Until the collapse of communism, when he was just past 40, he was a toe-the line journalist. The moment Boris Yeltsin ousted Mikhail Gorbachev in the Kremlin, Shtshekotshichin acquired the freedom to ask any question dictated by his restless curiosity.

Shtshekotshichin began to drink of that freedom in ever bigger and more daring gulps. That freedom was reinforced by his membership of the Duma, the new multiparty parliament, to which he had first been elected in l990. It gave him freedom from prosecution and arbitrary imprisonment by authorities who found his questions increasingly embarrassing.

He became deputy editor of Novaya Gazeta, a paper of low circulation but high prestige, and set to work, first on the new Russian mafia, its massive money laundering and contract killings.

Next he turned his crusading curiosity on the new government machine and its growing corruption. That earned him a television series. It swiftly attracted the attention of Vladimir Putin, and so came to an abrupt end after only a few months.

Undeterred, Shtshekotshichin turned his questions on to the Chechnya conflict.

That endeared him even less to Putin.

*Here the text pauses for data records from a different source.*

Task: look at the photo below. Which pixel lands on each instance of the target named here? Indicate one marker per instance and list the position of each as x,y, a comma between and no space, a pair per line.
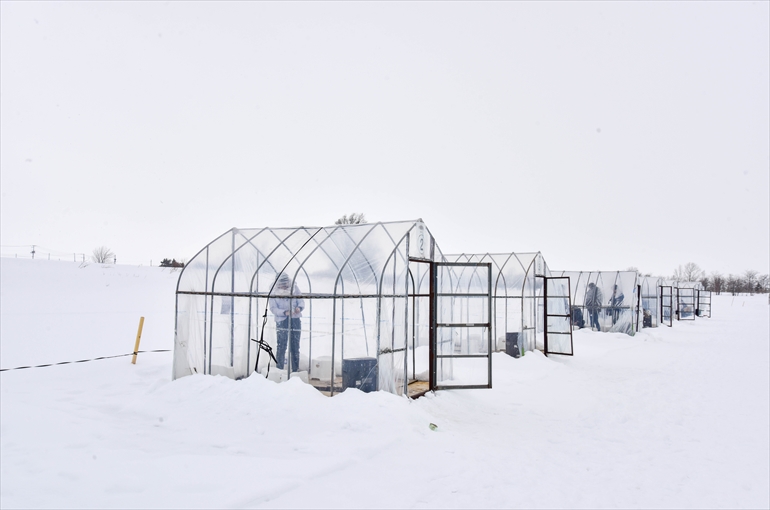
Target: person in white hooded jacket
288,324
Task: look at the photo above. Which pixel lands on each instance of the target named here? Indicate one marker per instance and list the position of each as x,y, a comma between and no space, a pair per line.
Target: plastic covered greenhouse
604,300
373,306
527,313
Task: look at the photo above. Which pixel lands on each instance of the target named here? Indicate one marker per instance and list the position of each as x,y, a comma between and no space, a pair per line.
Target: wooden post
138,337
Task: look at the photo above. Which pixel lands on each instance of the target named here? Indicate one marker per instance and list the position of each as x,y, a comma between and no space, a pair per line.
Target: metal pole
138,337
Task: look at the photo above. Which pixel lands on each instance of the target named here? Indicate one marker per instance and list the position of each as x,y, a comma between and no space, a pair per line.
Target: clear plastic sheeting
604,300
558,328
686,303
517,297
463,354
651,300
340,306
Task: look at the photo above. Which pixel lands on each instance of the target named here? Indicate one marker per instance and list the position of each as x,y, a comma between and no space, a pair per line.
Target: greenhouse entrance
666,300
461,327
450,342
557,303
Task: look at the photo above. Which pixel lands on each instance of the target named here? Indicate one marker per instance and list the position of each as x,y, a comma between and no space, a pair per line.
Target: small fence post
138,337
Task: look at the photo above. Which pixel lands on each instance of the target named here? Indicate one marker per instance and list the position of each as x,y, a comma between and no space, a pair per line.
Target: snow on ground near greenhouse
674,417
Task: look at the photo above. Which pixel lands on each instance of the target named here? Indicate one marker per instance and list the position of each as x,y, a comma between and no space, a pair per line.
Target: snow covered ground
673,417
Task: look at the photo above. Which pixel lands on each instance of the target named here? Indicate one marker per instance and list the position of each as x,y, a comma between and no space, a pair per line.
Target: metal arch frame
209,283
500,268
282,242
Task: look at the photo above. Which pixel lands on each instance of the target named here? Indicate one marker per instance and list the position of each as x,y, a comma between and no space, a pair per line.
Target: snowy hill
672,417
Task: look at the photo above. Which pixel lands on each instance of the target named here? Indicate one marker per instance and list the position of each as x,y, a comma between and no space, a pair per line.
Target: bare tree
102,254
750,280
733,284
351,219
763,283
691,272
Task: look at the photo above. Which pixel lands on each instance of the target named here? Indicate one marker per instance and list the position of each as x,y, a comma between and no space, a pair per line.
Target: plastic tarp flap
607,299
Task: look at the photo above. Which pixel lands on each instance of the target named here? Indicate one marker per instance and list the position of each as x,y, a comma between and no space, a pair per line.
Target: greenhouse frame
613,306
531,307
373,306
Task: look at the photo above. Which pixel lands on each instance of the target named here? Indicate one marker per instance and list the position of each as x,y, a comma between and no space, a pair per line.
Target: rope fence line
83,360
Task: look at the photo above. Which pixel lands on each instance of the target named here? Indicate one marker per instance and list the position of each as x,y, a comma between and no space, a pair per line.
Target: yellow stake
138,337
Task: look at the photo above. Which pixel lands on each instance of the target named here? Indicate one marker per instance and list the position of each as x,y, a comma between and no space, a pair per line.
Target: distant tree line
171,263
750,282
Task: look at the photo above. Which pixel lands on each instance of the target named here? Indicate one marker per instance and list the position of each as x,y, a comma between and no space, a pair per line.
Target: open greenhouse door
461,329
685,304
666,300
704,304
557,338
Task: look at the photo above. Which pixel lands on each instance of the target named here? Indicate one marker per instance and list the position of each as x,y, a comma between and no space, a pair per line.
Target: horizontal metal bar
464,264
296,296
392,350
462,356
473,325
449,294
469,387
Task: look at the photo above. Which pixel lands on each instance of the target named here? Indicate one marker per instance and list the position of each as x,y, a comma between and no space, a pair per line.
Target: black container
512,347
359,373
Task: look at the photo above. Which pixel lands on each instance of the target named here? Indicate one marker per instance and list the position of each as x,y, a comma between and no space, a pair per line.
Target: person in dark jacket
616,301
288,325
593,304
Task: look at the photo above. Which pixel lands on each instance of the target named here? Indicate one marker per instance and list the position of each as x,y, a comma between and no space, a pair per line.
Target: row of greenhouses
378,306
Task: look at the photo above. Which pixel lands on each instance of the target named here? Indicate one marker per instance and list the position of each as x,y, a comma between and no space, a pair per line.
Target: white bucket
302,375
321,368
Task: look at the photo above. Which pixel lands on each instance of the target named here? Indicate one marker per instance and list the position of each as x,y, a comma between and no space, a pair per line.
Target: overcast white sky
604,134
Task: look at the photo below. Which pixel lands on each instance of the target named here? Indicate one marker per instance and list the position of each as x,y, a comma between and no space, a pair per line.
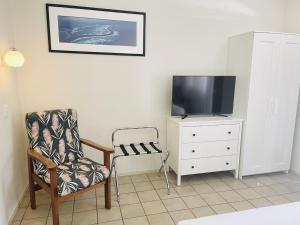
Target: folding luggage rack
135,149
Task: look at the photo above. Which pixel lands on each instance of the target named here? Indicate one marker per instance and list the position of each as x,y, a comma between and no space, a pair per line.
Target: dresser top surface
199,119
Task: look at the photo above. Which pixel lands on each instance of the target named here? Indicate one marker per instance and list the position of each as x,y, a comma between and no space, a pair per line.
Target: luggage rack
136,149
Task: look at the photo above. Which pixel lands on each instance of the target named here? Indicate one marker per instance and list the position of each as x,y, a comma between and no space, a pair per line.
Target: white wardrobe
267,66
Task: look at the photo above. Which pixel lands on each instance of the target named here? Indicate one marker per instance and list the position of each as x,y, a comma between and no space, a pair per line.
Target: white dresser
203,144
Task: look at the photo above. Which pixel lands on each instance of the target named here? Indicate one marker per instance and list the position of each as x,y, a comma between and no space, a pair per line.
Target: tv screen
193,95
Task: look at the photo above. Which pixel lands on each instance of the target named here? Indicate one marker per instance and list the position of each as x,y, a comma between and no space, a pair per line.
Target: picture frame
87,30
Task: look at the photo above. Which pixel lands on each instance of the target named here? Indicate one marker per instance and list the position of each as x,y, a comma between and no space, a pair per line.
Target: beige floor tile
159,184
185,191
85,218
194,201
116,222
266,180
40,212
213,198
139,178
231,196
240,206
160,219
295,187
292,197
281,189
37,221
64,208
105,215
252,182
136,221
129,198
154,207
143,186
25,202
85,205
17,222
43,199
163,193
248,193
181,215
101,202
65,219
86,195
126,188
265,191
203,188
277,200
222,208
20,213
219,186
174,204
196,179
156,176
147,196
260,202
130,211
235,184
124,180
203,211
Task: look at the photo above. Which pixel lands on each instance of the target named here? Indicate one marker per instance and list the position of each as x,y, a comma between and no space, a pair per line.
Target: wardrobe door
258,127
284,102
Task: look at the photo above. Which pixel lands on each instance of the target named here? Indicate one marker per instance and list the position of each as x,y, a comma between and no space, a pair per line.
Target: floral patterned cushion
55,135
75,176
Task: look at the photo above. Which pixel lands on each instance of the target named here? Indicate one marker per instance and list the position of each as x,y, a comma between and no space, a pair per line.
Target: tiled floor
144,200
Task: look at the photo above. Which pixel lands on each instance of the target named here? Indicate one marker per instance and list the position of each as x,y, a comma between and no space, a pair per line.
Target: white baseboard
10,221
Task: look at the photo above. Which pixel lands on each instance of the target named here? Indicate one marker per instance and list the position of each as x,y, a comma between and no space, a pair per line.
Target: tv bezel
202,114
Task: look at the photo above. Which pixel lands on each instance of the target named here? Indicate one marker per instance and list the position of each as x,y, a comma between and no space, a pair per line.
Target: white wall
293,25
183,37
12,149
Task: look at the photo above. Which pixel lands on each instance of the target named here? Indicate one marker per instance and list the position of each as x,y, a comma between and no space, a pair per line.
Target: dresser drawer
210,133
206,165
209,149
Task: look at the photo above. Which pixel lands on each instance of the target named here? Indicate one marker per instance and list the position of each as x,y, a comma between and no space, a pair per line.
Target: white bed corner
287,214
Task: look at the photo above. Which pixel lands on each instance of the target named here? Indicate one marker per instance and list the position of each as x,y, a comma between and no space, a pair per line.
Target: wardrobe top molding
267,32
190,121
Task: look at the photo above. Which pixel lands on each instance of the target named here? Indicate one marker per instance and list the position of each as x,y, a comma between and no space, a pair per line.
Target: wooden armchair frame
36,183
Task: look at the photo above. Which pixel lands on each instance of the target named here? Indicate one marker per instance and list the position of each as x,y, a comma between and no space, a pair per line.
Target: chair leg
116,181
107,193
165,172
55,211
31,185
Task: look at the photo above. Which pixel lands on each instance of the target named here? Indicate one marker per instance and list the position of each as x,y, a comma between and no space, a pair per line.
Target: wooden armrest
47,162
96,146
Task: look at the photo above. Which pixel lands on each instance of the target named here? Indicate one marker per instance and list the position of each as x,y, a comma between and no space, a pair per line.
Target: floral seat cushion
75,176
54,134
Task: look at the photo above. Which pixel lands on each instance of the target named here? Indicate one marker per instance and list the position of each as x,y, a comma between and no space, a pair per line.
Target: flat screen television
206,95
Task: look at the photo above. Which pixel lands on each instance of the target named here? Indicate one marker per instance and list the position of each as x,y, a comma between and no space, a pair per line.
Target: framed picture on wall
75,29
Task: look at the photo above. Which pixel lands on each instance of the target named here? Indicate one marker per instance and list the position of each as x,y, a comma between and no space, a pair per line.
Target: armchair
56,162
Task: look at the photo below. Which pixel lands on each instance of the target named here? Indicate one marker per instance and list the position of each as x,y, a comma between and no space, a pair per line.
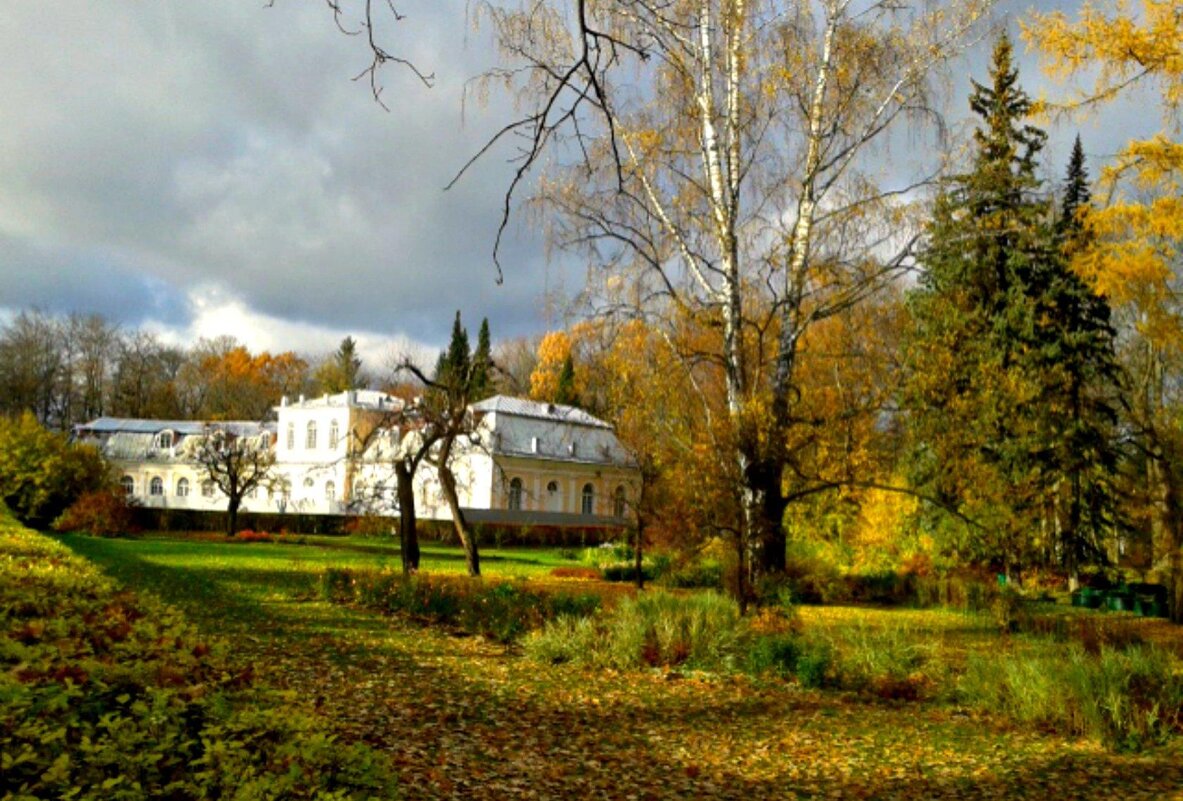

Given his parliamentary immunity, the government fought back with a weapon that it rarely used -seeming indifference.

"Only silence followed 90 per cent of my publications," Shtshekotshichin complained. "Those I accused, simply did not react."

For his last case he travelled to the provincial town of Ryazan, well away from Moscow, to investigate accusations that the local militia was making up criminal cases against individuals who had crossed the local rulers. He set out a fit man but came back seriously sick.

On June 23 he was admitted to the Central hospital in Moscow. Its specialists could not diagnose his sickness and classified it vaguely as an "extreme allergic syndrome". Ten days later he was dead, leaving behind a shining reputation for courage against corruption.